Stephen S. Lanier
About Stephen S. Lanier
Stephen S. Lanier (age 47) has served on Oxford Industries’ Board since 2018 and is currently a Class II director with a term expiring in 2027. He is Managing Partner of Fremantle Capital, LLC (co‑founded in 2017), with prior leadership roles at Southern Company, earlier service at the Central Intelligence Agency, and an initial career as a securities analyst at Merrill Lynch . He is an independent director under NYSE standards per the Board’s March 2025 determination . He serves on the Audit Committee and Finance Committee (not a chair) .
Past Roles
| Organization | Role | Tenure | Committees/Impact |
|---|---|---|---|
| Southern Company | Leadership roles in operations, compliance, governmental affairs, office of general counsel | ~7 years prior to co-founding Fremantle Capital in 2017 | Regulatory, compliance, and large‑cap operational exposure |
| Central Intelligence Agency | Service during George W. Bush and Barack Obama administrations | Prior to Southern Company | Government, national security, and regulatory insight |
| Merrill Lynch | Securities analyst | Early career | Financial analysis and markets grounding |
External Roles
| Organization | Type | Role | Public Co.? | Notes |
|---|---|---|---|---|
| Fremantle Capital, LLC | Private investment firm | Managing Partner (co‑founder) | No | Focus on lower middle market acquisitions/investments; founded 2017 |
| Stonecreek Dental Care | Healthcare services | Director | No (not disclosed as public) | Current board service noted in prior proxies |
Board Governance
- Independence: Board affirmed all nine non‑employee directors (including Lanier) are independent (March 2025 review) .
- Committee assignments (as of April 17, 2025): Audit Committee (member); Finance Committee (member); not on Executive or NC&G Committees .

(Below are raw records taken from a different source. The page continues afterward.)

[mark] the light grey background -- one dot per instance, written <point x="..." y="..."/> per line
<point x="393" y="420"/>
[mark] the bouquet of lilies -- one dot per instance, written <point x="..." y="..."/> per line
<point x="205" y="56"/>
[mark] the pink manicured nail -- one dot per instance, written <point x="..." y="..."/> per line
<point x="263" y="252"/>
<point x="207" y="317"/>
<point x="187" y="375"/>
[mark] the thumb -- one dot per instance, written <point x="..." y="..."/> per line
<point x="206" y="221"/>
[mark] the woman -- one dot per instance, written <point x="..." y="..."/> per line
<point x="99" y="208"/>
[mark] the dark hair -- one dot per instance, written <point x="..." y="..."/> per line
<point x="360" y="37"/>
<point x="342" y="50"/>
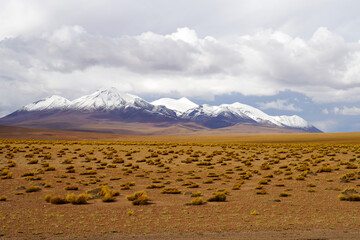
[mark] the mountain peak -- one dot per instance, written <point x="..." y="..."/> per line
<point x="106" y="98"/>
<point x="180" y="105"/>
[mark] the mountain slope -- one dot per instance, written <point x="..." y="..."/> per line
<point x="110" y="107"/>
<point x="180" y="105"/>
<point x="50" y="103"/>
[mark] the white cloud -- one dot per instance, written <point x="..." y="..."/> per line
<point x="325" y="111"/>
<point x="279" y="104"/>
<point x="354" y="111"/>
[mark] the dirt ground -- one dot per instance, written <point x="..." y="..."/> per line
<point x="272" y="190"/>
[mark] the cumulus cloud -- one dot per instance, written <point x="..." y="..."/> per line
<point x="279" y="104"/>
<point x="70" y="61"/>
<point x="324" y="67"/>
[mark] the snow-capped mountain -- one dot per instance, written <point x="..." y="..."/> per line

- Attendance: In FY2024, the Board held 4 meetings; Board committees held 7 meetings; each director attended >75% of aggregate Board and committee meetings; all current directors attended the 2024 annual meeting .
- Board leadership: E. Jenner Wood III serves as Lead (Independent) Director .
- Audit Committee focus includes integrity of financials/controls, auditor independence, and risk oversight (including cybersecurity); Audit Committee report signed by Lanier with other members .
Committee Assignments and FY2024 Activity
| Committee | Role | Chair? | FY2024 Meetings | Notes |
|---|---|---|---|---|
| Audit Committee | Member | No | 4 | Audit Committee Report signed by Lanier |
| Finance Committee | Member | No | 0 | Committee created late 2024; first meeting March 2025 |
Fixed Compensation
- Program (FY2024 cycle): $125,000 annual stock retainer (restricted stock, ~1‑year vest); $75,000 annual cash retainer; additional $25,000 for Lead Director and $20,000 for each of the Audit, Finance, and NC&G Committee Chairs; option to take cash in stock; directors may defer cash retainers under a non‑qualified plan .
- Anti‑hedging/pledging: Directors are prohibited from hedging or pledging company stock under Corporate Governance Guidelines and the insider trading policy .
FY2024 Non‑Employee Director Compensation (Lanier)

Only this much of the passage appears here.